The opposition Good Party (IP) Chair Meral Akşener talks during an election rally in Kocaeli, Türkiye, June 19, 2018. (AP File Photo)

IP’s Akşener is in a tight corner at ‘table for six’

Gaining the least from being at the 'table for six,' IP Chairperson Akşener could face political failure due to the sacrifices required to compromise on both a joint presidential candidate and common policy issues

The Future Party (GP) hosted the 10th meeting of the “table for six” on Thursday. The transition process’ road map, the text of common policies, their response to the proposed constitutional amendment regarding the religious headscarf and the joint presidential candidate’s selection were on the agenda. Thursday’s meeting was the longest of the opposition bloc’s meetings to date.

The six opposition leaders unsurprisingly claimed to have had a productive meeting. After all, they will insist on showing the public that their bloc has not dissolved – despite failing to jointly endorse a presidential candidate. That’s because none of the political parties would be able to survive the backlash over the dissolution of the “table for six.” Moreover, the fringe parties have no choice but to contest parliamentary races in 41 provinces while asking the main opposition Republican People’s Party (CHP) or the Good Party (IP) to make room for the fringe parties’ candidates in their own candidate lists. Highlighting the various texts they produce and citing evidence of cooperation in the parliamentary election, the opposition leaders will surely claim that the “table for six” has not been dissolved.

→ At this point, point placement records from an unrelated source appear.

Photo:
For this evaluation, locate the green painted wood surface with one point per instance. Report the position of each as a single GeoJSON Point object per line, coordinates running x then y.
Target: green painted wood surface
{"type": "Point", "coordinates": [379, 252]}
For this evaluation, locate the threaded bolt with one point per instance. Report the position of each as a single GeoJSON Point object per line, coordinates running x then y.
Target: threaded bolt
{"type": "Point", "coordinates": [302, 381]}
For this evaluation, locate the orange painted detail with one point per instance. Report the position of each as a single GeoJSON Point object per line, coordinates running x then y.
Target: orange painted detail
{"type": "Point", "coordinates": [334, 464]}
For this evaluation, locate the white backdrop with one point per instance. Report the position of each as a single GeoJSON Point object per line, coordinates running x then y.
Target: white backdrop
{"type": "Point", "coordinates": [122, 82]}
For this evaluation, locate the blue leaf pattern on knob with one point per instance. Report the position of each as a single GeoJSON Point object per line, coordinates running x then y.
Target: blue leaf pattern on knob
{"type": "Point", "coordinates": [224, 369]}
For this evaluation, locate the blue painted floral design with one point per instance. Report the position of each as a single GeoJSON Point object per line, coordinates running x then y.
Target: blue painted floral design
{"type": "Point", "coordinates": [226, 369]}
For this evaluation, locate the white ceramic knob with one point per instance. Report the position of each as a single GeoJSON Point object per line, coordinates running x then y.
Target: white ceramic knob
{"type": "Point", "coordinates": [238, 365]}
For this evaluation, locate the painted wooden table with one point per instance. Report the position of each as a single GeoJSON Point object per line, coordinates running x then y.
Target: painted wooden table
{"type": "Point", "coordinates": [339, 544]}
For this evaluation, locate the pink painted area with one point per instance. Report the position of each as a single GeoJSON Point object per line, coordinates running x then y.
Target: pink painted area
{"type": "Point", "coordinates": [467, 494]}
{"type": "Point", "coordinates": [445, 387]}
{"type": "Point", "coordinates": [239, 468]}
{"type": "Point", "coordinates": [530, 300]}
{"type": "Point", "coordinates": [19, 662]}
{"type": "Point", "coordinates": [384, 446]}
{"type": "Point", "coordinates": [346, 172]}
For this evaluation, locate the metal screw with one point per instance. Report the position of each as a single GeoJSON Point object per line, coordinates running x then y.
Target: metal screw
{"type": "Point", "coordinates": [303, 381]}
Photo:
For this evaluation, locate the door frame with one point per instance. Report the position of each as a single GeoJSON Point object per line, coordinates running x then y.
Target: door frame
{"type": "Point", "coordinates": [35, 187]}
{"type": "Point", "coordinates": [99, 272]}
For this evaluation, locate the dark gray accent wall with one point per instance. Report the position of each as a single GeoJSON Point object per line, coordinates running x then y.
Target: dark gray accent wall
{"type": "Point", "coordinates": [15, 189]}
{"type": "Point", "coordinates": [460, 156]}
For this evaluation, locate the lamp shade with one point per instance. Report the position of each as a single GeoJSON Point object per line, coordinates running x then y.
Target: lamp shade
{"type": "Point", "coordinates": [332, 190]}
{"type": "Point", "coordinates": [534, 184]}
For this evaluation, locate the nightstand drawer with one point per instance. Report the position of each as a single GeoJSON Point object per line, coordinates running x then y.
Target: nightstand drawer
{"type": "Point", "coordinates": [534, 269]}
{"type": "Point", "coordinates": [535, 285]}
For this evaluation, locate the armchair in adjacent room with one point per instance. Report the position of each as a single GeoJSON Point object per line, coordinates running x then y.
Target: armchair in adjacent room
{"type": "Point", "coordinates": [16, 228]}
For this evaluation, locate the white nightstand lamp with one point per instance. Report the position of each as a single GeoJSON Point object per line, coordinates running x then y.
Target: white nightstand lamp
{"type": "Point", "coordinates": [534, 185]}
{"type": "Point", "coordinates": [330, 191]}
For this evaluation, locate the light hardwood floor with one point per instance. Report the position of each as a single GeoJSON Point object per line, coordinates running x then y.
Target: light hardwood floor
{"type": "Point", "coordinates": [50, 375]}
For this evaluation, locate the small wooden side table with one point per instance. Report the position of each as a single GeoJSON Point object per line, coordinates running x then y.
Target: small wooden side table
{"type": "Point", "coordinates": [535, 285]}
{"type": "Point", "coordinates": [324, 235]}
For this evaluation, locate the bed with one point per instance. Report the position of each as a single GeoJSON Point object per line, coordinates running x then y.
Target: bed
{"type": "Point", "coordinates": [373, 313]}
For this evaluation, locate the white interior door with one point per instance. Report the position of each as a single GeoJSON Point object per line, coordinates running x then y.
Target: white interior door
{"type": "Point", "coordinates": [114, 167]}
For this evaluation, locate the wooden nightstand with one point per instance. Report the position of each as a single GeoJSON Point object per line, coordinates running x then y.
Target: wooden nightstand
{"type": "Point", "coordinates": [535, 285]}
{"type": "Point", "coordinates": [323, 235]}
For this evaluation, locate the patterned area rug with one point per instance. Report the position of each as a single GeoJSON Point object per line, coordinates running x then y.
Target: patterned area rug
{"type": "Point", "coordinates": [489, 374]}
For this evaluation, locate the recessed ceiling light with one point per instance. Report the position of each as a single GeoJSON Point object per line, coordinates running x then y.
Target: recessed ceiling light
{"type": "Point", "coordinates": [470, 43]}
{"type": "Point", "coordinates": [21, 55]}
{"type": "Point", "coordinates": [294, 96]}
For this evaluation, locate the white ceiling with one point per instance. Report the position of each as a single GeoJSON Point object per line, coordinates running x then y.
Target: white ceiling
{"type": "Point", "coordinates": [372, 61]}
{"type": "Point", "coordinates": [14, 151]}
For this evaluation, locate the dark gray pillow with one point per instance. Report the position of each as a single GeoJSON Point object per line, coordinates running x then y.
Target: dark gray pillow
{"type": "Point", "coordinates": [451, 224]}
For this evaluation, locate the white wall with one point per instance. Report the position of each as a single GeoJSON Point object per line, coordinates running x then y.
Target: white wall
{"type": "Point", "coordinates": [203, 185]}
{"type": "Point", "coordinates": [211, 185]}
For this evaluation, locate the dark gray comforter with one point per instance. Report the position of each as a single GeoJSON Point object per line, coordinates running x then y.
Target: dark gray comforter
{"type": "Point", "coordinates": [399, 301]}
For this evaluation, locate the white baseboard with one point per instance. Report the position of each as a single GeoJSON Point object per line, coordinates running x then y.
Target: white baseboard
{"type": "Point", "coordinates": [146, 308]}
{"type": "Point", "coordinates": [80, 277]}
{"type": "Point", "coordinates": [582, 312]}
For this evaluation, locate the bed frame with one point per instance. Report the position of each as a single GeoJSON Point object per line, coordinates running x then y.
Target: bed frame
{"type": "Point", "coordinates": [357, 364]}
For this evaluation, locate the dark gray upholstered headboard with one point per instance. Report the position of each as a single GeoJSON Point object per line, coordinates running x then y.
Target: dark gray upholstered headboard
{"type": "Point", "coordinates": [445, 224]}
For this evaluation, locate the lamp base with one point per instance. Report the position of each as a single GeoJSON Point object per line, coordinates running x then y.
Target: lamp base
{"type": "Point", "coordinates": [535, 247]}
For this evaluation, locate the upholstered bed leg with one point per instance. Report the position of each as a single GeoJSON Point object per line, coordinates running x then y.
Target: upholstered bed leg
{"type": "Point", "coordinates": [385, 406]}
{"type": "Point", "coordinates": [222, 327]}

It goes without saying, however, that a partial collaboration among the opposition parties would be radically different from an alliance with “a joint presidential candidate and chairpersons endorsing a common agenda.” Even if they were to agree on the potential government’s agenda and the transition process, the opposition bloc’s inability to field a single presidential candidate would devalue those documents. Indeed, limiting their cooperation to the presidential election’s second round would amount to a de facto dissolution.

Akşener’s deadlock

If Meral Akşener, the IP’s chairperson, intends to push back against CHP Chair Kemal Kılıçdaroğlu, who imposes himself as the presidential candidate, the best-case scenario may be to have multiple presidential candidates while uniting all right-wing parties under her own banner. In truth, Akşener has benefited the least from joining the “table for six” and faces more serious political problems than the rest. In the end, she has to make sacrifices to reach an agreement on the presidential candidate and common policies.

Until now, the IP chair has failed to get Kılıçdaroğlu to endorse the candidacy of the mayors of Istanbul and Ankara. Moreover, she withdrew her name from consideration prematurely, taking seriously Kılıçdaroğlu’s initial call for party leaders not to run for president. She cannot demand to be considered either, as the Peoples’ Democratic Party (HDP) vetoes her candidacy. If Kılıçdaroğlu were to run, however, the IP’s secularist supporters could shift toward the CHP.

From a policy standpoint, too, do the CHP and the Democracy and Progress Party (DEVA) put the IP in a difficult spot? The IP continues to lose nationalist voters due to the CHP’s continued proximity to the HDP. The most recent statements by Ali Babacan, the DEVA chairperson who wants to lure away HDP voters, too, create problems for Akşener. Specifically, Babacan’s calls for “redefining Turkish citizenship” and “recognizing Kurdish as a native language” are certain to be received negatively by the IP base. Indeed, the IP’s spokesperson, Kürşad Zorlu, said that Babacan’s remarks were not binding for the “table for six” and insisted that the joint constitutional proposal remained the same.

Does Ali Babacan’s remarks on the Kurdish language mean that the various components of the “table for six” will adopt individual policies in addition to the opposition bloc’s common policies? We will have to wait and see.

HDP’s fate

The HDP’s fate and position remain the most critical issue, as the elections draw near. On Thursday, the Constitutional Court ruled to freeze the Treasury’s financial aid to the HDP in an 8-to-7 vote. That suggests that the HDP faces serious problems down the road.

If the court bans the HDP, the HDP will demand strong support from the “table for six.” If that party remains operational, in turn, it will insist on public negotiations and enter into talks with serious ambitions. None of those potential developments would create serious problems for the fringe parties around the “table for six.” DEVA will find a way to engage in politics outside the opposition bloc. The Future Party, in turn, is busy trying to legitimize the CHP-dominated “table.”

In contrast, the Good Party, which plays a key role within the opposition bloc, is set to face greater challenges in all the relevant ways. To make matters worse, Akşener faces a stream of accusations from CHP circles. That is why she would want the election to take place as soon as possible.